Stocks traded up slightly in Europe during the first day of trading in 2012, with the Stoxx Europe 600 Index gaining 0.8 percent. However, 2012 should prove to be a pivotal year for the continent and the eurozone as efforts to save the embattled currency come to a head.
$200 Billion in Debt Maturing
As the Euro celebrates its 10 year anniversary, having first been implemented on January 1st, 2011, the eurozone finds itself in dire straits. The eurozone, the 17 nations using the Euro as their currency, will have some $208 billion maturing in the first three months of 2012 according to UBS (UBS).
Yields Falling for Italian, Spanish Bonds
One of the biggest concerns for Europe has been the skyrocketing bond yields in Italy and Spain. The governments of Greece, Ireland, and Portugal all required bailout after bond yields exceeded 7 percent, but the larger economy of Italy would most likely have broader and farther reaching consequences. Bond yields were hovering at around that 7 percent mark towards the end of 2011, but a new lending program by the European Central Bank (ECB) helped to drive those yields down below 7 percent, with Spanish yields also falling. With massive amounts of debt maturing early in 2012, it will be all the more important to these two struggling countries to borrow at lower rates.

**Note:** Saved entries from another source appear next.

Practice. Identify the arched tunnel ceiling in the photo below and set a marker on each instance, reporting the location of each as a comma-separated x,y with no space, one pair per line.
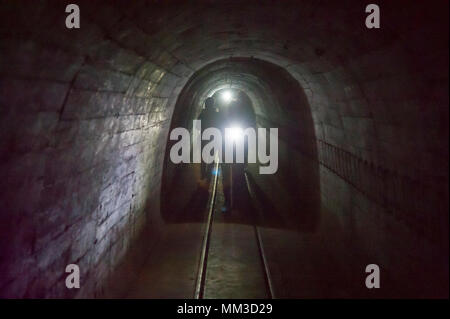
326,47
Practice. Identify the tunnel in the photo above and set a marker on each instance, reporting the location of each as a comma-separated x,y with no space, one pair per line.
86,115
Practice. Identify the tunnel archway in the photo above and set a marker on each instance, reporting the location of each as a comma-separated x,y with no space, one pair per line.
278,101
87,114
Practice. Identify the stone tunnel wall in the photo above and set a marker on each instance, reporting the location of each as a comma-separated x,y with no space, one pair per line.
83,125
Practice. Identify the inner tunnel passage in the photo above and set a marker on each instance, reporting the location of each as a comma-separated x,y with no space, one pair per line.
362,175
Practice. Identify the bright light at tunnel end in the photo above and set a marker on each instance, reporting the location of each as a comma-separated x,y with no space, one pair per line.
266,151
227,96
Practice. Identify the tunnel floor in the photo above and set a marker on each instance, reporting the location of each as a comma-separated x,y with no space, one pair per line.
240,263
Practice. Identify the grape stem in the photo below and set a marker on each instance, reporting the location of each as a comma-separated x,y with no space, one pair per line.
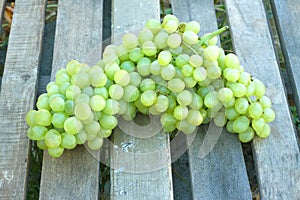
204,40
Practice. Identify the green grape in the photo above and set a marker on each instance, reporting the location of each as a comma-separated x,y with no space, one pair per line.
241,105
214,72
194,117
71,66
231,75
268,115
182,60
111,107
187,70
184,97
168,72
245,78
246,136
211,53
241,124
265,102
130,41
171,26
72,92
161,39
43,117
41,144
131,93
63,88
148,98
92,129
155,67
73,125
122,53
95,144
229,127
111,69
265,132
190,37
38,132
196,60
68,141
185,127
255,110
101,91
225,95
154,25
82,111
211,99
104,133
168,122
238,89
81,79
145,35
58,119
55,152
260,88
164,58
197,102
128,66
143,66
180,112
193,26
149,48
97,103
161,104
231,61
135,79
108,121
116,91
231,114
52,138
82,98
258,124
174,40
147,84
30,118
220,119
250,89
81,137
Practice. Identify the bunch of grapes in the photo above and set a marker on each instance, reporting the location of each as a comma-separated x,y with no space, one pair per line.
167,70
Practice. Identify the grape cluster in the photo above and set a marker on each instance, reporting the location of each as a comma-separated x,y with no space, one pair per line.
166,70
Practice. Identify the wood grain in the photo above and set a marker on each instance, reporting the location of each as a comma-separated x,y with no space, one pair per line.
75,175
287,15
18,94
277,158
2,8
222,173
152,184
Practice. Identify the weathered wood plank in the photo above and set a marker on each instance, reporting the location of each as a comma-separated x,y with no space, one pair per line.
277,157
287,15
2,8
222,173
18,94
75,175
151,184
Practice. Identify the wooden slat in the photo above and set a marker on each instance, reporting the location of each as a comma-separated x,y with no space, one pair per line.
17,95
287,15
75,175
277,157
2,8
152,184
222,173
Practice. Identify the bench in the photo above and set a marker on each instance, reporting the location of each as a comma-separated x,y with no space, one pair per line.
221,174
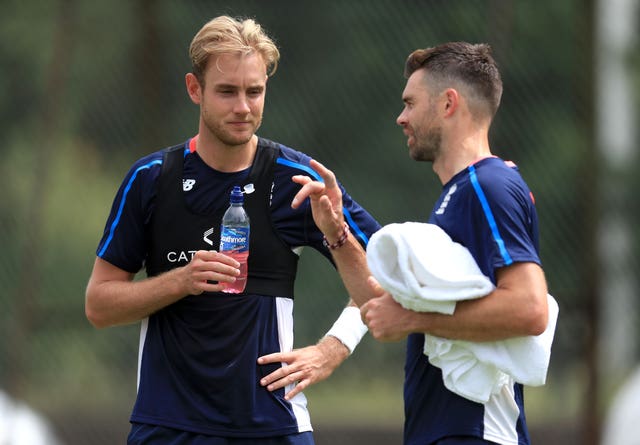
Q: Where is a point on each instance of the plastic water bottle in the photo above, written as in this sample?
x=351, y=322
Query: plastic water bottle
x=234, y=239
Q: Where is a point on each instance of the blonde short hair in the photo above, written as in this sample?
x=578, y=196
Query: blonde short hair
x=227, y=35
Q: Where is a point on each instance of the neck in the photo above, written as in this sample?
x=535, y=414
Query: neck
x=459, y=154
x=226, y=158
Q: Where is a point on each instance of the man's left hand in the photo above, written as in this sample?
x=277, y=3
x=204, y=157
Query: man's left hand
x=304, y=367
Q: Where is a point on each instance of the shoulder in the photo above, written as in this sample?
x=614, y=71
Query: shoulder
x=149, y=165
x=496, y=177
x=290, y=160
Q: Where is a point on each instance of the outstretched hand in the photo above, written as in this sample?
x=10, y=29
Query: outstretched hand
x=325, y=198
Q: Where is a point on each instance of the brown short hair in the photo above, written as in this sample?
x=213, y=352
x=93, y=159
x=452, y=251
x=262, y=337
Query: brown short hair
x=470, y=64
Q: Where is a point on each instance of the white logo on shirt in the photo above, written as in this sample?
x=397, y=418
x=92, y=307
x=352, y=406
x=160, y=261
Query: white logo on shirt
x=187, y=184
x=206, y=236
x=447, y=198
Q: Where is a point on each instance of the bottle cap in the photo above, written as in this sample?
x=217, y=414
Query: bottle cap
x=236, y=195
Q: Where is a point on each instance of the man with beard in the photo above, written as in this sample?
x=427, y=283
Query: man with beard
x=451, y=96
x=199, y=379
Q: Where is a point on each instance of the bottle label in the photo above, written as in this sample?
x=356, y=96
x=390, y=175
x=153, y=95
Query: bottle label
x=234, y=239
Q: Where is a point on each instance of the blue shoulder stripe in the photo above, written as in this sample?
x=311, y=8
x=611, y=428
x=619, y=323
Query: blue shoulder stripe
x=116, y=220
x=305, y=168
x=489, y=215
x=316, y=176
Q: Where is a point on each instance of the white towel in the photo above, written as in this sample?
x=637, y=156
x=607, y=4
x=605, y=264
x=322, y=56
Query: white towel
x=425, y=271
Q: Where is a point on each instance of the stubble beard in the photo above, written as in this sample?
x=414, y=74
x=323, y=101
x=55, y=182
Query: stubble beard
x=229, y=138
x=428, y=148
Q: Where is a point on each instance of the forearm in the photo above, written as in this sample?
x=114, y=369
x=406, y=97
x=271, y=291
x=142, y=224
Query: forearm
x=485, y=319
x=114, y=302
x=351, y=263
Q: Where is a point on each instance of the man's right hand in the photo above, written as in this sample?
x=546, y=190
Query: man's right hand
x=325, y=198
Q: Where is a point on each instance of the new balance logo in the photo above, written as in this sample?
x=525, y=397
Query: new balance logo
x=187, y=184
x=206, y=236
x=445, y=201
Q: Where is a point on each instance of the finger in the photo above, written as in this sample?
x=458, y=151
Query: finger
x=309, y=189
x=301, y=179
x=375, y=286
x=275, y=357
x=206, y=256
x=327, y=175
x=297, y=389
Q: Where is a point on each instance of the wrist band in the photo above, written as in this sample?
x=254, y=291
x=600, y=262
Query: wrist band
x=341, y=240
x=349, y=328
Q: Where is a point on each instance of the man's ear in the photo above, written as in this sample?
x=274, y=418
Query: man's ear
x=452, y=101
x=193, y=88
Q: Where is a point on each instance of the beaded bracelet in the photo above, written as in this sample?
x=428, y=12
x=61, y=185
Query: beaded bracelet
x=341, y=240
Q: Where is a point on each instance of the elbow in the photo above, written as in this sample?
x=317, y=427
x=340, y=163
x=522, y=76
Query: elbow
x=95, y=316
x=538, y=318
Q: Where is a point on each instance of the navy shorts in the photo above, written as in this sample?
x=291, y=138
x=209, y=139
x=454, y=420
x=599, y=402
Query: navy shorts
x=142, y=434
x=463, y=440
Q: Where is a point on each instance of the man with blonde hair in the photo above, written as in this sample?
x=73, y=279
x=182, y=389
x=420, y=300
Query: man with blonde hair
x=217, y=368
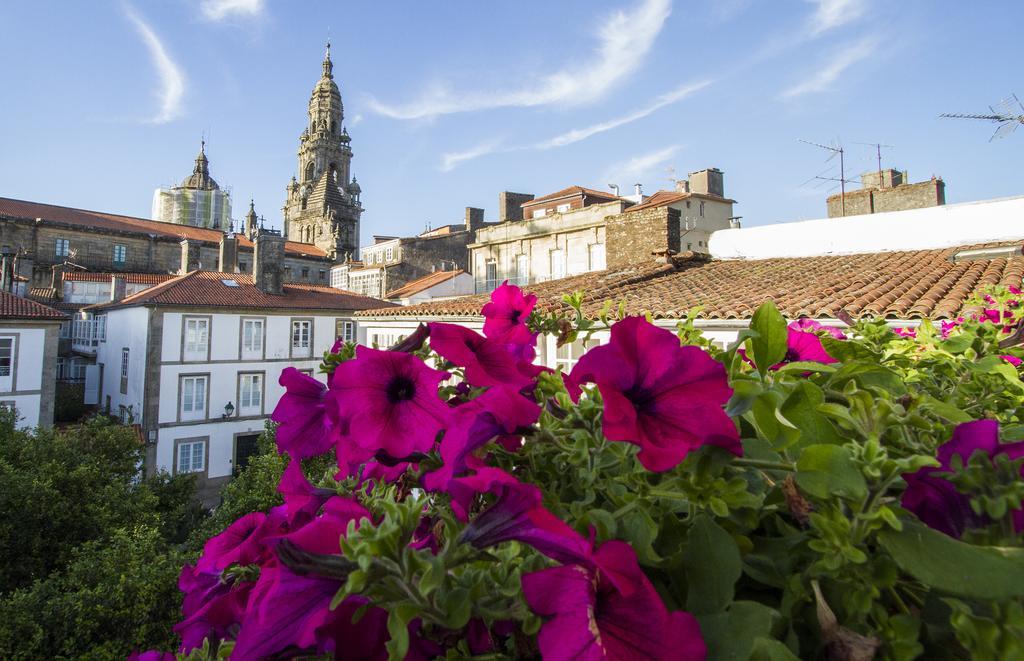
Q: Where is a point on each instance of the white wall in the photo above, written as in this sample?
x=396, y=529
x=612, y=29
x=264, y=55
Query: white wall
x=934, y=227
x=23, y=387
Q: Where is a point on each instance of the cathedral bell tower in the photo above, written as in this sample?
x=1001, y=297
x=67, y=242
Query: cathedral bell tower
x=323, y=206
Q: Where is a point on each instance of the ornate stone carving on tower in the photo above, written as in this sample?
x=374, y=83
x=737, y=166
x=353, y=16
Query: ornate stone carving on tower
x=323, y=206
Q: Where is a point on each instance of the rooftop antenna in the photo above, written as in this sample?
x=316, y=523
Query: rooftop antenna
x=1009, y=113
x=836, y=150
x=878, y=155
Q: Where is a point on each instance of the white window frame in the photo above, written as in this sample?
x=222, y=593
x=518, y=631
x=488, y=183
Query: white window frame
x=302, y=343
x=193, y=401
x=196, y=339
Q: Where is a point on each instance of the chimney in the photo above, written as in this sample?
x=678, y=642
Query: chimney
x=268, y=258
x=474, y=218
x=510, y=205
x=228, y=261
x=189, y=256
x=118, y=289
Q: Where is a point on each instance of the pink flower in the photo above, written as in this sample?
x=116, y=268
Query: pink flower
x=657, y=394
x=487, y=362
x=935, y=499
x=505, y=316
x=388, y=401
x=608, y=611
x=517, y=515
x=303, y=426
x=498, y=413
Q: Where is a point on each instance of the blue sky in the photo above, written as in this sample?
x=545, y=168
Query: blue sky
x=451, y=102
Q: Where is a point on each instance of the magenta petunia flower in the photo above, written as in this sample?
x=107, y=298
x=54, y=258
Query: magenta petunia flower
x=935, y=499
x=608, y=610
x=505, y=316
x=388, y=401
x=518, y=515
x=487, y=362
x=498, y=413
x=304, y=429
x=657, y=394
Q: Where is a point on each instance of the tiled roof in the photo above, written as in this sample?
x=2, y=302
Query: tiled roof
x=15, y=307
x=422, y=283
x=130, y=278
x=207, y=289
x=897, y=284
x=98, y=220
x=571, y=190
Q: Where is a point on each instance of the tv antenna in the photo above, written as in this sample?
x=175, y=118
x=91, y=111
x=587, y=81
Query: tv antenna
x=1009, y=113
x=836, y=150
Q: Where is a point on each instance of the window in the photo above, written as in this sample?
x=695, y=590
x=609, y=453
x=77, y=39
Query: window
x=301, y=339
x=197, y=339
x=194, y=397
x=250, y=394
x=252, y=338
x=192, y=456
x=6, y=356
x=344, y=331
x=597, y=257
x=124, y=370
x=557, y=264
x=522, y=269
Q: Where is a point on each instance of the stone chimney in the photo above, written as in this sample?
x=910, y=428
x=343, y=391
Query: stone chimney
x=118, y=289
x=474, y=218
x=268, y=263
x=228, y=258
x=708, y=182
x=189, y=256
x=510, y=205
x=639, y=237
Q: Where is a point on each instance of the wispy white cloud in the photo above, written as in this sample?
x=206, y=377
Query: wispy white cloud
x=824, y=77
x=453, y=159
x=221, y=9
x=625, y=38
x=834, y=13
x=172, y=81
x=582, y=134
x=635, y=169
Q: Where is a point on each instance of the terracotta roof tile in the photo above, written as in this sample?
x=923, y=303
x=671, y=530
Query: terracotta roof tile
x=15, y=307
x=207, y=289
x=422, y=283
x=897, y=284
x=116, y=222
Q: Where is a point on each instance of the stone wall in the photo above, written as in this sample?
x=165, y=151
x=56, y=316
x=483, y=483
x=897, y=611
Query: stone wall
x=641, y=236
x=902, y=197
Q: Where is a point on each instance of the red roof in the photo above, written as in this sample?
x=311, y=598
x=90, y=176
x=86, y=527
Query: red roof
x=572, y=190
x=208, y=289
x=422, y=283
x=15, y=307
x=98, y=220
x=131, y=278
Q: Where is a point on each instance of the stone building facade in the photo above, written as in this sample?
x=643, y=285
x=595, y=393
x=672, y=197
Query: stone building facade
x=887, y=190
x=323, y=207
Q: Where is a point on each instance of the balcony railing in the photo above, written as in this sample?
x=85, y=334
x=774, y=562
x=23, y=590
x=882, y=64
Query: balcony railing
x=87, y=334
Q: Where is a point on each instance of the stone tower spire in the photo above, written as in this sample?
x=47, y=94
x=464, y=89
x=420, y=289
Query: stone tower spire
x=323, y=207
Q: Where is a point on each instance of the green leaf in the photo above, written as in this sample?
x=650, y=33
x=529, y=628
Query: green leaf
x=713, y=566
x=731, y=635
x=769, y=345
x=826, y=470
x=948, y=565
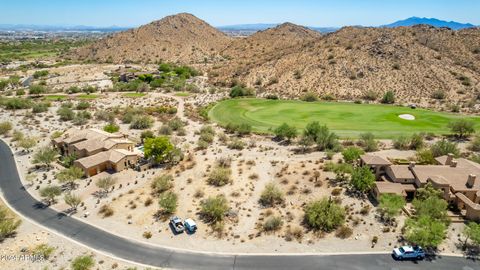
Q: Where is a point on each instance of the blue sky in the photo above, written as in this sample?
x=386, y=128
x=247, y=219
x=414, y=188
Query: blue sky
x=226, y=12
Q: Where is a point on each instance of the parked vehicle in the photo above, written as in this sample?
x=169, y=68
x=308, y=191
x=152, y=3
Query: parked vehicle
x=190, y=225
x=177, y=224
x=409, y=252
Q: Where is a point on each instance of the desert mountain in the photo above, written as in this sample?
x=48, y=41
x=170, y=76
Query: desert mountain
x=430, y=21
x=414, y=62
x=182, y=37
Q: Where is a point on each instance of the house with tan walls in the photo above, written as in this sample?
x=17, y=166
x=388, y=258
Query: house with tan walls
x=97, y=151
x=457, y=178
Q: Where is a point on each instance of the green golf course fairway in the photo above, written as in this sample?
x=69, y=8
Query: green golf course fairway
x=348, y=120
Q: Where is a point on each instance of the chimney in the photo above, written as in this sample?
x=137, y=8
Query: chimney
x=449, y=159
x=471, y=180
x=453, y=164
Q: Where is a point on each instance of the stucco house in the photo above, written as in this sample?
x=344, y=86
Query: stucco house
x=97, y=151
x=457, y=178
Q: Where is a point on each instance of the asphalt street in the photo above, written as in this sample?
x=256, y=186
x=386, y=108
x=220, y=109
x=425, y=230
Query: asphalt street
x=16, y=195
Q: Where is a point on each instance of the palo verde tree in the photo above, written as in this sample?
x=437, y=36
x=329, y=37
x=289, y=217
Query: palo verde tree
x=157, y=149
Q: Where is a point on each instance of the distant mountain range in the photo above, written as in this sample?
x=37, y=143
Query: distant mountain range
x=430, y=21
x=60, y=28
x=407, y=22
x=231, y=28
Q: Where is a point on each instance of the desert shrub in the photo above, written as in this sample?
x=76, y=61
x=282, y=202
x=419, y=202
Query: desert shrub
x=439, y=94
x=273, y=223
x=65, y=113
x=285, y=131
x=462, y=128
x=5, y=127
x=214, y=209
x=82, y=105
x=344, y=232
x=176, y=124
x=8, y=223
x=168, y=203
x=309, y=97
x=43, y=250
x=324, y=214
x=162, y=183
x=351, y=154
x=141, y=122
x=219, y=176
x=81, y=118
x=239, y=91
x=425, y=156
x=106, y=211
x=362, y=179
x=83, y=263
x=165, y=130
x=104, y=115
x=444, y=147
x=271, y=195
x=416, y=141
x=40, y=107
x=236, y=144
x=390, y=205
x=388, y=98
x=111, y=128
x=368, y=142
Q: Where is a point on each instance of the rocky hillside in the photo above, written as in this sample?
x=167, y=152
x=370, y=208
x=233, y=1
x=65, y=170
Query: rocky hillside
x=415, y=62
x=178, y=38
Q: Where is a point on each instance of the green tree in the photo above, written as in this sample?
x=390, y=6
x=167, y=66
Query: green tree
x=368, y=142
x=106, y=183
x=111, y=128
x=162, y=183
x=462, y=128
x=72, y=200
x=168, y=203
x=322, y=136
x=45, y=156
x=214, y=209
x=433, y=207
x=390, y=205
x=428, y=191
x=27, y=143
x=8, y=223
x=352, y=154
x=83, y=263
x=444, y=147
x=425, y=231
x=362, y=179
x=50, y=193
x=285, y=131
x=69, y=176
x=388, y=97
x=157, y=149
x=66, y=114
x=472, y=232
x=36, y=90
x=271, y=195
x=5, y=127
x=324, y=214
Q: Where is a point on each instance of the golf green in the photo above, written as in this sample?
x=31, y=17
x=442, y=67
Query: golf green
x=346, y=119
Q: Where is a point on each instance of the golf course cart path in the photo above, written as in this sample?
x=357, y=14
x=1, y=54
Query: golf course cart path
x=117, y=247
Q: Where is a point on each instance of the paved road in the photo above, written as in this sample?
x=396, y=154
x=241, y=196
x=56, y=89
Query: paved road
x=106, y=242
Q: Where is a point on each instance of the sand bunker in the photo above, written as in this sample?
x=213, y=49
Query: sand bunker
x=407, y=117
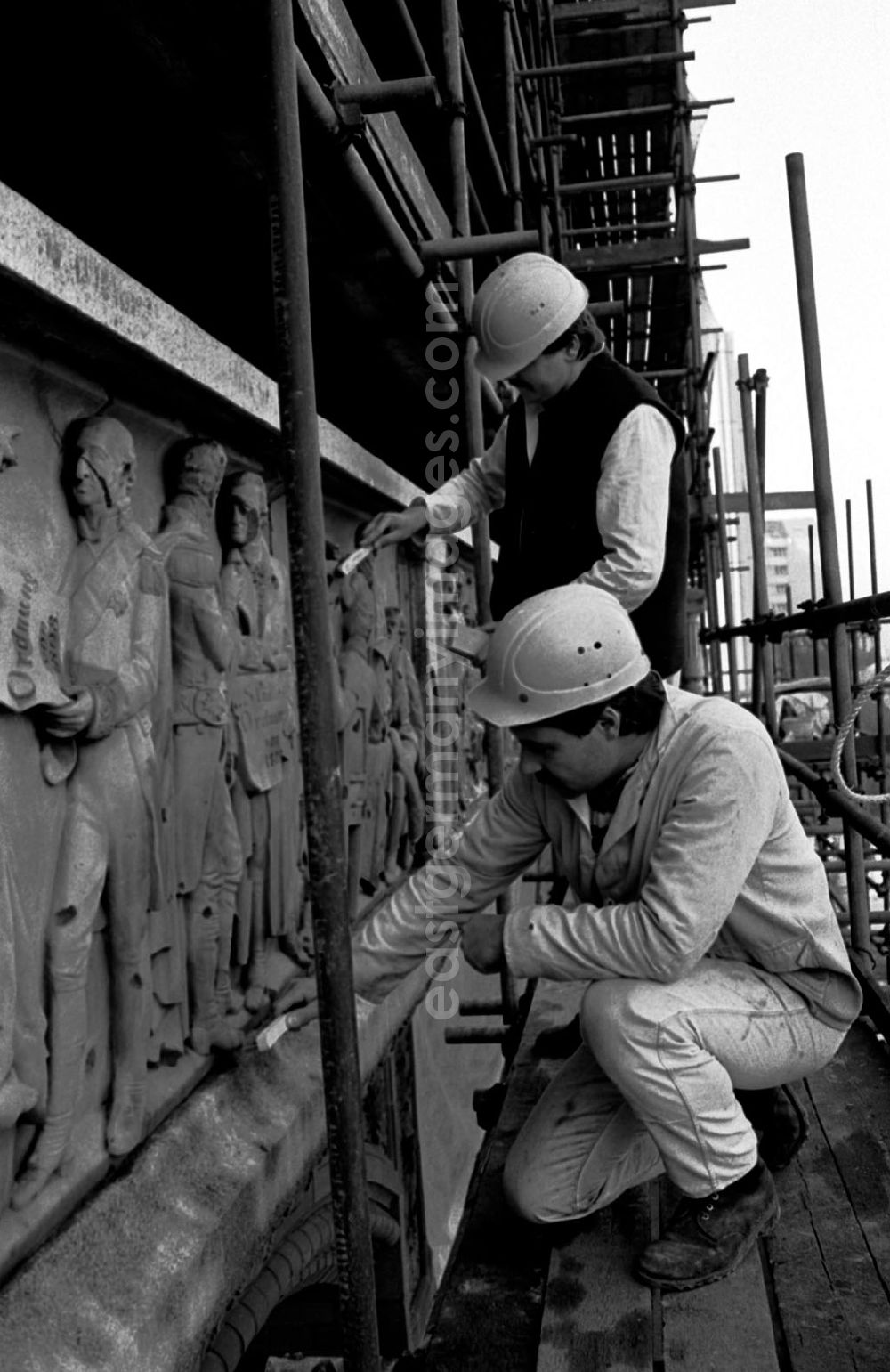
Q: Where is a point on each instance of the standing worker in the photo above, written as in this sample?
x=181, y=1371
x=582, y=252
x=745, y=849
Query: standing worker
x=587, y=469
x=715, y=968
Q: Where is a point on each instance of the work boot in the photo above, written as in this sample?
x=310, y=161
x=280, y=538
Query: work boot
x=708, y=1238
x=779, y=1121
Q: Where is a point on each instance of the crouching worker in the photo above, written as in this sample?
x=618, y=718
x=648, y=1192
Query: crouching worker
x=715, y=966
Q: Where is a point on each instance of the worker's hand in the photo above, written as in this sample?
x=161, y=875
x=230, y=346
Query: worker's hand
x=393, y=527
x=301, y=1001
x=481, y=940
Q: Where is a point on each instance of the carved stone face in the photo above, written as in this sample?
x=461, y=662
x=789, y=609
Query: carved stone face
x=245, y=523
x=202, y=471
x=104, y=466
x=395, y=623
x=88, y=490
x=248, y=507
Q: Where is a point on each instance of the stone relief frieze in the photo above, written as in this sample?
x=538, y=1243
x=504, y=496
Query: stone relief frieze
x=150, y=732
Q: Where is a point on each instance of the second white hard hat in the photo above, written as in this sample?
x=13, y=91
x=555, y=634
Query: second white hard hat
x=555, y=652
x=522, y=309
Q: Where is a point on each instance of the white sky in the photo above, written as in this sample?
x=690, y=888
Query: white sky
x=811, y=77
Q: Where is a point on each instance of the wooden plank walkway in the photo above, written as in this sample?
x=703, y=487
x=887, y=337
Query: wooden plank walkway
x=815, y=1297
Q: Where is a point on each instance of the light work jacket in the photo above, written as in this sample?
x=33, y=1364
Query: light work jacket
x=704, y=856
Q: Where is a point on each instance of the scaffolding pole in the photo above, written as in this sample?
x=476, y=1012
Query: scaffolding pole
x=841, y=686
x=472, y=391
x=728, y=608
x=316, y=689
x=763, y=690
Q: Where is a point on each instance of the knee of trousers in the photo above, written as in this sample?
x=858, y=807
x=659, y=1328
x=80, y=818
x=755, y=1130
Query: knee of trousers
x=522, y=1187
x=620, y=1019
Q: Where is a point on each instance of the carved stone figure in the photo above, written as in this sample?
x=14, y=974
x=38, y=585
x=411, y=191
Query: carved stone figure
x=203, y=644
x=101, y=735
x=265, y=785
x=9, y=433
x=406, y=733
x=367, y=748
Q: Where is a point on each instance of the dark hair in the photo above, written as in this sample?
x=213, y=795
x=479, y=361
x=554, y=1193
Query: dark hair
x=641, y=710
x=591, y=339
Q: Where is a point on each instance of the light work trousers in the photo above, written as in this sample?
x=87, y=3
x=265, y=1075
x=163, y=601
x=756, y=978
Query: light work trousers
x=651, y=1090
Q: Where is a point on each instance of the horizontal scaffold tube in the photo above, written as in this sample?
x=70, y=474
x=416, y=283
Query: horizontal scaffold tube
x=819, y=619
x=837, y=803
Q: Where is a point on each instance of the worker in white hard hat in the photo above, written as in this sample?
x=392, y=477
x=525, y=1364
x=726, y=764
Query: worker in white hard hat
x=701, y=923
x=587, y=469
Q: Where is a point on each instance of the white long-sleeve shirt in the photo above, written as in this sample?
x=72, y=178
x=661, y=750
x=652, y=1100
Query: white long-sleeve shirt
x=631, y=499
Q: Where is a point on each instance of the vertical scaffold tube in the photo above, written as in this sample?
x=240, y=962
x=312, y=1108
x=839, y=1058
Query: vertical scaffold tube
x=316, y=689
x=514, y=137
x=841, y=686
x=472, y=388
x=728, y=608
x=763, y=652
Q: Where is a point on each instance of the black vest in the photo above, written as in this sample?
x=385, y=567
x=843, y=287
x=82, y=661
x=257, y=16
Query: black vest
x=547, y=527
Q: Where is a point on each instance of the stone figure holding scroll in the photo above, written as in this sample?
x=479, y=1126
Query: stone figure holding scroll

Sarkozy and Merkel to Meet
Nicolas Sarkozy and Angela Merkel have made plans to meet on January 9th for a "working lunch" in order to plan for the slate of meetings, the most important of which is a European Union summit coming up on January 30th. Sarkozy and Merkel proposed plans to the EU for a comprehensive new treaty that would enforce fiscal discipline throughout the continent, but David Cameron and England balked at the treaty changes, forcing the eurozone to pursue their own deal separately. Now, Sarkozy and Merkel have to struggle to ensure that their new plan is implemented as battles within national parliaments and with England.